Granted, I did like the fast-paced action music during the big battles when it became do-or-die score settling time.

Anyway, that's not to say all sound is bad and the speakers are best left off. Lightning rumbles and crashes, death throes are ghastly, and faraway shrieks portend to imminent danger. Sometimes a disconcerting tune hums quietly as you tread unfamiliar ground.
But it's only sometimes. And then BOINK happens.

Storyline: 4/5
This is where the better attributes lie.
Jonathan Miller, the protagonist, meets with several other "guests" in the castle, all looking for the same thing : the exit. Where Castle Red runs strong is in using brief interactions with each guest to clearly define their individual levels of fear and distrust. Once the player has a good idea as to who's useful, who's worth protecting, and who's worm food, the situation is ripe for upending. I shall speak no spoiler, but let's just say some character's actions are surprising and their motivations only become clear after the fact.

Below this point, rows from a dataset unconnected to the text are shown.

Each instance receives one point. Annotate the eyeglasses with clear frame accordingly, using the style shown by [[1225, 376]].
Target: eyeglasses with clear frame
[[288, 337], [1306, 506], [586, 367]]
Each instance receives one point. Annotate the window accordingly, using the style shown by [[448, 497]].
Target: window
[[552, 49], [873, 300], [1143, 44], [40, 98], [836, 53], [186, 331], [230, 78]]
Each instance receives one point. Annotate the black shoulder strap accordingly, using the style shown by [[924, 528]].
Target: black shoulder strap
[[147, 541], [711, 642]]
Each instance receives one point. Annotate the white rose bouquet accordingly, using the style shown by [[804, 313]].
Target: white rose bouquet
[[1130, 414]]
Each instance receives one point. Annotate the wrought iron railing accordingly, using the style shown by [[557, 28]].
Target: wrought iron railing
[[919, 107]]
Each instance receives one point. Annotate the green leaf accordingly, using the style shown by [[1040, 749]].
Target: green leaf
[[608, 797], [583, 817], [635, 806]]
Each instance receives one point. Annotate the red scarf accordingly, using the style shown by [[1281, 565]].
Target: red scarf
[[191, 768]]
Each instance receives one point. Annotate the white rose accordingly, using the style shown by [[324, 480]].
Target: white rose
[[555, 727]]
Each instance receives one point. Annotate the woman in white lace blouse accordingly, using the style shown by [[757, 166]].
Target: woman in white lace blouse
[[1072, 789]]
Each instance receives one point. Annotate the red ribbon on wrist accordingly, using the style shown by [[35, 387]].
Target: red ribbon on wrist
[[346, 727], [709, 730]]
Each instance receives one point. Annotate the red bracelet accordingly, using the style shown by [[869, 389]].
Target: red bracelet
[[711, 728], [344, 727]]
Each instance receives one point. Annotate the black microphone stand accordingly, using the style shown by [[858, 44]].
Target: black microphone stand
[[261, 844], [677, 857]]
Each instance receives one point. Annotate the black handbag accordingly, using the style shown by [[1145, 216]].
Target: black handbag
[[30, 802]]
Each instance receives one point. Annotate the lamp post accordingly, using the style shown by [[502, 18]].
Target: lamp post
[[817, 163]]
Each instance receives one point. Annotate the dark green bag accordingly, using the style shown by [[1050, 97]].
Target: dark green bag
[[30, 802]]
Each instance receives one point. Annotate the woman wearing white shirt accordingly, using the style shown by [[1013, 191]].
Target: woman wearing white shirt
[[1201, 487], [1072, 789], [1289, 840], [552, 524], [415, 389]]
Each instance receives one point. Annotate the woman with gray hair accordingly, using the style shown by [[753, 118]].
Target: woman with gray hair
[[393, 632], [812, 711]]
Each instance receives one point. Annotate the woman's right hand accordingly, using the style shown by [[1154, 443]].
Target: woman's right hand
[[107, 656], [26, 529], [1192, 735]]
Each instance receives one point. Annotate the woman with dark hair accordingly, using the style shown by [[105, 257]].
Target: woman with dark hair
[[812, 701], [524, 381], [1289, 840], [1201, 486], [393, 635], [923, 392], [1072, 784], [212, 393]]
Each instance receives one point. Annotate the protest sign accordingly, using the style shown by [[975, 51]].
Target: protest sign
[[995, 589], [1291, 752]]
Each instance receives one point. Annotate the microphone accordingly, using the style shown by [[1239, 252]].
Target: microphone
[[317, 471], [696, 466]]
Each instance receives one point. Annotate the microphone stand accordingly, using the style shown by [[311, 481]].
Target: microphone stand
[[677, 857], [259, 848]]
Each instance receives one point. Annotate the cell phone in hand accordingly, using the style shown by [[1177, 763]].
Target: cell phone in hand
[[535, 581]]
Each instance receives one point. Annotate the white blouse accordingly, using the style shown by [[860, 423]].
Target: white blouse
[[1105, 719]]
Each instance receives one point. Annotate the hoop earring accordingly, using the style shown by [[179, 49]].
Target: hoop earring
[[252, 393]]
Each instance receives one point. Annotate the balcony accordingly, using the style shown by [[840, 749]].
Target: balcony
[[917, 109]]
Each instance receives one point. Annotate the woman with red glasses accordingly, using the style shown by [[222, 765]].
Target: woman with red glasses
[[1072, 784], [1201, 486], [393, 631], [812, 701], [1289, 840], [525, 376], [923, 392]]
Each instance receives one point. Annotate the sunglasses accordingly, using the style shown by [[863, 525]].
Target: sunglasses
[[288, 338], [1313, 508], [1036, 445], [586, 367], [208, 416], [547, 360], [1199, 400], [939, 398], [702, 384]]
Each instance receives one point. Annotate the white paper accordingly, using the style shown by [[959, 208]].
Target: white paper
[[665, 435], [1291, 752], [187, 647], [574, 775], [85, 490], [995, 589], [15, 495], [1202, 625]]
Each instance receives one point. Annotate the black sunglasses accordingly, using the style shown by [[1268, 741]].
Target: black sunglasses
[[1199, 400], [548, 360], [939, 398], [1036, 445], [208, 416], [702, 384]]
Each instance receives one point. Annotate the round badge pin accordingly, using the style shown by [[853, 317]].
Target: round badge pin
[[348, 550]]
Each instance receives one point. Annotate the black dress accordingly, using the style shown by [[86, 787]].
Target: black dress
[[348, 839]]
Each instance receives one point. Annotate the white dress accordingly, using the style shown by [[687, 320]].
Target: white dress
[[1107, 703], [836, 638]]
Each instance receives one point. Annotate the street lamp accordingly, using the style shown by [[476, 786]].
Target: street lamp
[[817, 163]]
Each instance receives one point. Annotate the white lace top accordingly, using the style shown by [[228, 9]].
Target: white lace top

Now, I've always posited that a horror feature stops being scary when it devolves into run-from-the-maniac schlock. The many minions of evil aside, Jonathan's relations with other guests and the enigmatic maid sometimes turns into a kerfuffle on the physical plane, but his primary antagonist exists as an obscure, omnipotent force; more a religion than anything else. Castle Red's creator has expressed interest in making a series out of this. In spite of six different endings offering their own degrees of closure, the door is still wide open to that possibility.

Gameplay: 4/5
Unlike the weaker Horror elements, Survival aspects are alive and well played.
Most of the action is handled with a simple stealth system. Inexplicable crazies are found in the less lit areas of the castle, watching for intruders whom they can feast on the remains of. Jonathan's goal is to avoid confrontation with as many as possible because his lifespan is game-limited and only so many defensive weapons are available. There are no safe bedrooms to sleep in, no healing fountains to re-visit, and no potion peddling merchants to alleviate his hardships.
The downside to this approach is that it contributes to a frugal Save-and-Load playstyle. If your lifepoints are limited, no sane player will allow a single point to go to waste if they can help it. In hindsight, the expectation to reload your save is yet another reason the game isn't very scary.

Sneaking around undetected, being puzzle'ish in itself, is complimented by the abundance of actual puzzles. Fully exploring the castle means finding secret passageways, and defeating certain enemies often requires a more clever execution than your weapons at hand (no pun intended). Despite taking place in a single castle, the game remains fresh by opening new and interesting areas and ushering forth unusual obstacles.
And when I say unusual, I do mean unusual...


I need sheep's blood. Good thing there's a sheep hanging around this lava.


Overall: 3/5
For the first in a series, Castle Red shows promise. The creator's handle on writing and gameplay is sure enough, but major effort in the aesthetics field will be needed if a genuine masterwork of survival horror is ever to be made.